The product evolution arc
Mature derivatives venues globally evolve along a recognizable arc. Single Stock Futures (linear, easy to hedge against the cash market) come first. Index Futures (broad-market exposure in a single instrument) come next. Options on Single Stock Futures (non-linear, requiring vol-surface infrastructure) follow once the SSF book is deep enough to serve as the hedging instrument. Index Options, sector futures, currency derivatives, and interest-rate derivatives layer on top as the venue’s participant base and clearing infrastructure mature.
NSE NEXT today is at the SSF-and-Index-Futures stage, transitioning into the OSF stage.
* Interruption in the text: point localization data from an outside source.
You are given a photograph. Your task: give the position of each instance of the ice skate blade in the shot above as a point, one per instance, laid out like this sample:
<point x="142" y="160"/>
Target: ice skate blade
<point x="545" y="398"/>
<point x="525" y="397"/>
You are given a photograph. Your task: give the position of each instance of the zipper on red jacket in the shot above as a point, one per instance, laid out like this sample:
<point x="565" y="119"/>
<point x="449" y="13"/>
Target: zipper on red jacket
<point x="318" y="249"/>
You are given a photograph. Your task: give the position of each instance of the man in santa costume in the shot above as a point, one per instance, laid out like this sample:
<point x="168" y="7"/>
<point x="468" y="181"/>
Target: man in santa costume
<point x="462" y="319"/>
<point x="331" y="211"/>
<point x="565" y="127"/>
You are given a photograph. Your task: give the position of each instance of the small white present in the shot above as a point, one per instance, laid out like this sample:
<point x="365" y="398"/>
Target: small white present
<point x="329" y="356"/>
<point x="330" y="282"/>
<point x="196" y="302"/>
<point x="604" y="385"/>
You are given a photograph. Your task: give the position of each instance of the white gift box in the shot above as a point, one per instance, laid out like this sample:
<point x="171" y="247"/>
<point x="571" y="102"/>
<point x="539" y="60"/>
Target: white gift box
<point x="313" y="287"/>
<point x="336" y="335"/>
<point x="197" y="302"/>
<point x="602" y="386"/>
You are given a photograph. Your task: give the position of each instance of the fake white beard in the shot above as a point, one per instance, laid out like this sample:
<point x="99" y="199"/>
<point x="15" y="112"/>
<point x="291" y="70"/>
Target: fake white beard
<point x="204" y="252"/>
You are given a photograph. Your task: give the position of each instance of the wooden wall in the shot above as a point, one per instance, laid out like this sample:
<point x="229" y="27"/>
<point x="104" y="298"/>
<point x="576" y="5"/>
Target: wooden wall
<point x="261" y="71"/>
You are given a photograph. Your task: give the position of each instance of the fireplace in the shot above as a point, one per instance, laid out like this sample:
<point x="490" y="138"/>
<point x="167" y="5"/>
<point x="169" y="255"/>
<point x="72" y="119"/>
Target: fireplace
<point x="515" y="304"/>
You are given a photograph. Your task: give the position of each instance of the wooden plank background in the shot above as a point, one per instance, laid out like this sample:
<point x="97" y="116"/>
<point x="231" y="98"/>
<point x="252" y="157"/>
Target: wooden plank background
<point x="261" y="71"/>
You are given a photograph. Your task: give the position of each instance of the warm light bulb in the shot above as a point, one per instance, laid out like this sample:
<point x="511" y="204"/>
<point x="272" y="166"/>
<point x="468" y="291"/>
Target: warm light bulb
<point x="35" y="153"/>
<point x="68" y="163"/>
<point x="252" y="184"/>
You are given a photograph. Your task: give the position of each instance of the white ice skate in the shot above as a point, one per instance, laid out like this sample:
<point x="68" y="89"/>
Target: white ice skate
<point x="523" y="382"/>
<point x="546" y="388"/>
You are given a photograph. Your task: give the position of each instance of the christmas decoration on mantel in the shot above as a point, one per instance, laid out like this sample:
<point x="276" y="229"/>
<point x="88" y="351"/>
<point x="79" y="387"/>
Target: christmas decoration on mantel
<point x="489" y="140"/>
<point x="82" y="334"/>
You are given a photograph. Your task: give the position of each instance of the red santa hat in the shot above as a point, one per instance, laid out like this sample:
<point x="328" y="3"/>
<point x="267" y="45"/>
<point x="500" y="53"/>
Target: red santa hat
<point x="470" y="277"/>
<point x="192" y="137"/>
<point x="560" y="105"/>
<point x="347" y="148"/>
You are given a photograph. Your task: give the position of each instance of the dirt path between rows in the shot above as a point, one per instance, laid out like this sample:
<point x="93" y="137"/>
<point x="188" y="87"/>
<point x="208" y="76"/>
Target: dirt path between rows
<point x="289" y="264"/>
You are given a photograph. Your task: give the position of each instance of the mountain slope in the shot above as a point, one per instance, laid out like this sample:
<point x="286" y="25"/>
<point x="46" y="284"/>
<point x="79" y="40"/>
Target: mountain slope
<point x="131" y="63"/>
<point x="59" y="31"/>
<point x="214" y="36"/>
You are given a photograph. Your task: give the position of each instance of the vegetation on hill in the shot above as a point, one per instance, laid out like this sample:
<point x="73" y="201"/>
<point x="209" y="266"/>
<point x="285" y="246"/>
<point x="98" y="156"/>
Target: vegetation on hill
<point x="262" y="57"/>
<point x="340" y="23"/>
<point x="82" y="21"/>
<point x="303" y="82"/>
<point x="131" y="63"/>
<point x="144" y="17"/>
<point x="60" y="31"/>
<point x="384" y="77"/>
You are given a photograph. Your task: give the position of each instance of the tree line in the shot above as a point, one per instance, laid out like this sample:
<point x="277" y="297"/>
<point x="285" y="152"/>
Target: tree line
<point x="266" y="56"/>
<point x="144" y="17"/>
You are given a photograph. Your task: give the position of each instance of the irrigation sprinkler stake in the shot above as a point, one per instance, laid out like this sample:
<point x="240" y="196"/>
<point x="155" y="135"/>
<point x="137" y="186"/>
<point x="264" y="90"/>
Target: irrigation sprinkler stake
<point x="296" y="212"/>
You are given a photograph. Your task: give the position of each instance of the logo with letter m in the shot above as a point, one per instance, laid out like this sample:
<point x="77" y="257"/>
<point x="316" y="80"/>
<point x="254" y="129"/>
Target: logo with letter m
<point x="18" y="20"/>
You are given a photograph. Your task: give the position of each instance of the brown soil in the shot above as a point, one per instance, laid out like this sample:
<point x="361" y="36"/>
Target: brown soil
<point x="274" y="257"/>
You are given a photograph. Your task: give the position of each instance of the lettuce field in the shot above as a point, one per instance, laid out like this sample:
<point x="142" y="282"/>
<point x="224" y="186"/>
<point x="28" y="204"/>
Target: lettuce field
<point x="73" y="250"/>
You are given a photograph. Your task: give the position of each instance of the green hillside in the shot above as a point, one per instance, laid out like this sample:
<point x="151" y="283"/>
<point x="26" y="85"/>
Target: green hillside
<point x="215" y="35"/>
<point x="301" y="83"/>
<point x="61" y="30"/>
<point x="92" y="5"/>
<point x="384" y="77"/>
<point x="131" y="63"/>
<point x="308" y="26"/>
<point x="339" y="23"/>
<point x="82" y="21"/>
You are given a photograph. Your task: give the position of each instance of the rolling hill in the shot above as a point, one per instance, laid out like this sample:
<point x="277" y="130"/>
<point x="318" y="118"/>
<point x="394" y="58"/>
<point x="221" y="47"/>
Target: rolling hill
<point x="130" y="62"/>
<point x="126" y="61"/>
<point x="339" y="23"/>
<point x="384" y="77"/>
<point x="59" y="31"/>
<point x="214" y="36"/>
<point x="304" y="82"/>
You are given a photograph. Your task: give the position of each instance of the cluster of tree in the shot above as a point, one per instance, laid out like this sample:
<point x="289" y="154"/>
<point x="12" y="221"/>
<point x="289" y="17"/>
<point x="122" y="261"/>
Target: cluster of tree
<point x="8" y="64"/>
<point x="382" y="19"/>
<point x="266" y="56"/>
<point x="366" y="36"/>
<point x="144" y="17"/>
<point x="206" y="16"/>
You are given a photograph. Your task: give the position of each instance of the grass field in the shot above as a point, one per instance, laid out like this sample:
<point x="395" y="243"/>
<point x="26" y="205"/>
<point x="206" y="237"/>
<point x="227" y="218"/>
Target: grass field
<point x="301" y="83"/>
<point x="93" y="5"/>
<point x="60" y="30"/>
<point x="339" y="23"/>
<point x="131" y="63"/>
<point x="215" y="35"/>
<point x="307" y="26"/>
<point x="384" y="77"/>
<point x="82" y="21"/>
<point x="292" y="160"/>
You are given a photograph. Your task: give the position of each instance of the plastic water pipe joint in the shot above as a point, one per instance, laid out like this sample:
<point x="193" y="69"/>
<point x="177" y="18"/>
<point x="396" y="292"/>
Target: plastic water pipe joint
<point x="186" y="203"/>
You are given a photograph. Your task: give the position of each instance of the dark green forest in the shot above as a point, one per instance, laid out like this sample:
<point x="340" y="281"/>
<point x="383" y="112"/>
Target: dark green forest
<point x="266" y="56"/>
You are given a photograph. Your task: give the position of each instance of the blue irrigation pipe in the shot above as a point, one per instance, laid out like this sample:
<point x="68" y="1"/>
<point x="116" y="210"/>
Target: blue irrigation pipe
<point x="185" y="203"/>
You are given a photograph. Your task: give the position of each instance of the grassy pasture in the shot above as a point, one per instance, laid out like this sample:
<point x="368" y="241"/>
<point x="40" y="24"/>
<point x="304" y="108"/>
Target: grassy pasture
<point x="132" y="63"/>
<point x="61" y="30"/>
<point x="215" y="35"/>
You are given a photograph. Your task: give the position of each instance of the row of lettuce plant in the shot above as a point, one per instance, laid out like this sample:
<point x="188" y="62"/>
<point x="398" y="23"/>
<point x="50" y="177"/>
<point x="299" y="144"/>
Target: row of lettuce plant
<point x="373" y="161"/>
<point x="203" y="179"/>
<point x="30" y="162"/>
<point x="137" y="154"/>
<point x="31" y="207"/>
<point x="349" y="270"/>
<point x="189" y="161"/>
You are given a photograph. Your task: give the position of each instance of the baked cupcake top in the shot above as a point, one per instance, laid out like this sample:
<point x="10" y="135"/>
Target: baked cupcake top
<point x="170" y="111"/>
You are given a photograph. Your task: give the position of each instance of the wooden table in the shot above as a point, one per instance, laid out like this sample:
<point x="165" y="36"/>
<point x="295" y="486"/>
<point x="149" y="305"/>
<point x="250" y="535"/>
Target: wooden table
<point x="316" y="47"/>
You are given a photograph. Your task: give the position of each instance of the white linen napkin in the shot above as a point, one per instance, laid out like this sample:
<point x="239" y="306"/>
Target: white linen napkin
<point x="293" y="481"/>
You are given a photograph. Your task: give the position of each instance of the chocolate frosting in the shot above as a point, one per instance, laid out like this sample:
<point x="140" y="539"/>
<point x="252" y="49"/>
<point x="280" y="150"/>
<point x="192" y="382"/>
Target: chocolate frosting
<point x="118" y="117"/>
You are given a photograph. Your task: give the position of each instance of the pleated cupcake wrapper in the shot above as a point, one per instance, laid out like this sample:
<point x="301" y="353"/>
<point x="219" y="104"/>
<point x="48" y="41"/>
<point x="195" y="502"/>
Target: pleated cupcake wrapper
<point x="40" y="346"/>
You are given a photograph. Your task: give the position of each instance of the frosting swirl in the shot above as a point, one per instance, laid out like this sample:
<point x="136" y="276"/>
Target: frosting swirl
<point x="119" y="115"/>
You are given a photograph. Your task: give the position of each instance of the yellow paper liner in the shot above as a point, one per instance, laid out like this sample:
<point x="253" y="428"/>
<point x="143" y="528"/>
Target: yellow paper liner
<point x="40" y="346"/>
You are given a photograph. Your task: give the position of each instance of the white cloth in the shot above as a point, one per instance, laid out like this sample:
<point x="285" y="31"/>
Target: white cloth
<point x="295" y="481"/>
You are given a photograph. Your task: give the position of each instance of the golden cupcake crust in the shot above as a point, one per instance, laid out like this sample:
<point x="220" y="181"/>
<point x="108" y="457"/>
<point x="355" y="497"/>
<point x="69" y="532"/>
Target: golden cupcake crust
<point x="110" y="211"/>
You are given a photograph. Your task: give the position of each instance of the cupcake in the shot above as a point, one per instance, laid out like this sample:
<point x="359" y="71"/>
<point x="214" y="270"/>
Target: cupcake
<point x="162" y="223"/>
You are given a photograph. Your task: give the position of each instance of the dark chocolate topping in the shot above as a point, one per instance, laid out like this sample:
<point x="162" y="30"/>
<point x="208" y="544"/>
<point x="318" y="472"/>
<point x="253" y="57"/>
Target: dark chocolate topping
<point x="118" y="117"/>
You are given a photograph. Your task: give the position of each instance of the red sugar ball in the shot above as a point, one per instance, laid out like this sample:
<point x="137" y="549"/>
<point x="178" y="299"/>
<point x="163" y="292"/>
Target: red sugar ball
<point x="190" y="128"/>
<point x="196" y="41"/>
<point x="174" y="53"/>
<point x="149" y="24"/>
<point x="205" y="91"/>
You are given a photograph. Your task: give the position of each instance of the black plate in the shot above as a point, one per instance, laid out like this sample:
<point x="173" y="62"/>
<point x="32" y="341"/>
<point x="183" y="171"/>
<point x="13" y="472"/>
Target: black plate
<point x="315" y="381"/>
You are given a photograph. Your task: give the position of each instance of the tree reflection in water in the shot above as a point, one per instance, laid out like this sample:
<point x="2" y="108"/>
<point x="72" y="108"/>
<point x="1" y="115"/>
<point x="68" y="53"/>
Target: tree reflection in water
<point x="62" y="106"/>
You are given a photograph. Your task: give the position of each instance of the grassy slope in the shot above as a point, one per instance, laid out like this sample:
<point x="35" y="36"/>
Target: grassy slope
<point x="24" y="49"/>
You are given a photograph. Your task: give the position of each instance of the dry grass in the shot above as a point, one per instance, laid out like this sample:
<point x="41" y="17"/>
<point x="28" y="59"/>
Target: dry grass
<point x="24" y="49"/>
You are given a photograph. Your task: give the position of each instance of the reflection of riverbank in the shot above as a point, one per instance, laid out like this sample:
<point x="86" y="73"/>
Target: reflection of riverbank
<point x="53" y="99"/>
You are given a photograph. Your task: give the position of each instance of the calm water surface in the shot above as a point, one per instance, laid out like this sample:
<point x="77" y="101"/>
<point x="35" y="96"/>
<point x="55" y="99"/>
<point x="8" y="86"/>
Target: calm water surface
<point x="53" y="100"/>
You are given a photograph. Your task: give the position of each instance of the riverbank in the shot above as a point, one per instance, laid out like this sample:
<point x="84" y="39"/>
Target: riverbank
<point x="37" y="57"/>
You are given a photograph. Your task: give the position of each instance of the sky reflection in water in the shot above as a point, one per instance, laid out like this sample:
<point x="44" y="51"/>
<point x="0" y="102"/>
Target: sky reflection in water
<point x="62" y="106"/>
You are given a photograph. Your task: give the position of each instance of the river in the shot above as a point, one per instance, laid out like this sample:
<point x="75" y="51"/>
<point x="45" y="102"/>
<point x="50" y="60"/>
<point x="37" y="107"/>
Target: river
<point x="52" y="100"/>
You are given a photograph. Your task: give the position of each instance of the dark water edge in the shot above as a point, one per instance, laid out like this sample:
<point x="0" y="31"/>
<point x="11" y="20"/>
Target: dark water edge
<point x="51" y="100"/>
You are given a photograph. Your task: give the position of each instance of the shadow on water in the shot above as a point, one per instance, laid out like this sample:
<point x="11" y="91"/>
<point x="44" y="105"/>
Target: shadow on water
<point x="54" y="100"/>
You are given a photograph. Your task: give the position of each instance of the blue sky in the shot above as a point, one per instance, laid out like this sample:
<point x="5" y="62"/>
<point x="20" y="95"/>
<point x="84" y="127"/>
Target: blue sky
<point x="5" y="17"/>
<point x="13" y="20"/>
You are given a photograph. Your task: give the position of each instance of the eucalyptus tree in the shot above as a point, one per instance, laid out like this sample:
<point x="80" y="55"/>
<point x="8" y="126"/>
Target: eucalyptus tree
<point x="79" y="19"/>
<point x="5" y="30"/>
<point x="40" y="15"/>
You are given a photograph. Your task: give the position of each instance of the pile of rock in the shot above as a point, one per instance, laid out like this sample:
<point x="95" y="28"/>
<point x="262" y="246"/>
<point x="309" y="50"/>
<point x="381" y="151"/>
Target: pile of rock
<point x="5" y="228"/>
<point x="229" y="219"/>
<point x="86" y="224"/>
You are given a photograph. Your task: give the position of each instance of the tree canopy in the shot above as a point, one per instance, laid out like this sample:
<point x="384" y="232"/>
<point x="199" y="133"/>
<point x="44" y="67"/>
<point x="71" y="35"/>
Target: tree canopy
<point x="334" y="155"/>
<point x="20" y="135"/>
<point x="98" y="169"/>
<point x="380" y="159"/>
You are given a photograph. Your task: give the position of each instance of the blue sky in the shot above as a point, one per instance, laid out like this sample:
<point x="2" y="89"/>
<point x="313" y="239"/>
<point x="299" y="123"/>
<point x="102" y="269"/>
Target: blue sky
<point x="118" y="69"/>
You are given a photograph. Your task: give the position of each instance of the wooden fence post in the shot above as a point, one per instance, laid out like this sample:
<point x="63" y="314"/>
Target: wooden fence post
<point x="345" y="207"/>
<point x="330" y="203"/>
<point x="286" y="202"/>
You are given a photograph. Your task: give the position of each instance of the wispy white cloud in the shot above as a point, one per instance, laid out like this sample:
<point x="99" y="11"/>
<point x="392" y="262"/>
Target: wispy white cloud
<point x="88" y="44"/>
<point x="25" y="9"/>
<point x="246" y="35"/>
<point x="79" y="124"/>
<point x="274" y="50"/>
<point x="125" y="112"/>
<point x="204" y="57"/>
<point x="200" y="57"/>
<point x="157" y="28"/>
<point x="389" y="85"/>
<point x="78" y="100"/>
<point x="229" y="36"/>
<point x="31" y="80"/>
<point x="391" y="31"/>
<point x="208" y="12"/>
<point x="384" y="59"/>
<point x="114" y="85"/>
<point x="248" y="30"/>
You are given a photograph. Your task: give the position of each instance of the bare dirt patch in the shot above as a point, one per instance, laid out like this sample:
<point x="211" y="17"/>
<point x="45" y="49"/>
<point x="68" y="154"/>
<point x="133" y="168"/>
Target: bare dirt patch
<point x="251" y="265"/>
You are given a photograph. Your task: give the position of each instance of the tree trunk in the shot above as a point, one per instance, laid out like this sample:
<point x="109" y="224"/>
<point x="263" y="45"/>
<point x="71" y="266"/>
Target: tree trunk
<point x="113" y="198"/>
The Securities Lending and Borrowing framework being piloted in parallel by CDSC is the missing piece that lets physical settlement become operationally workable when the venue is ready to make that change. The participants who understand that the SSF book, the SLB framework, and the OSF rollout are pieces of one unified architecture are the participants positioned to operate cleanly through each phase of the venue’s development.
Single Stock Futures are the most-quoted, least-glamorous instrument on NSE NEXT. They are also the foundation that determines what else the venue can host. A market-maker that understands the SSF book understands the rest of NEXT by extension.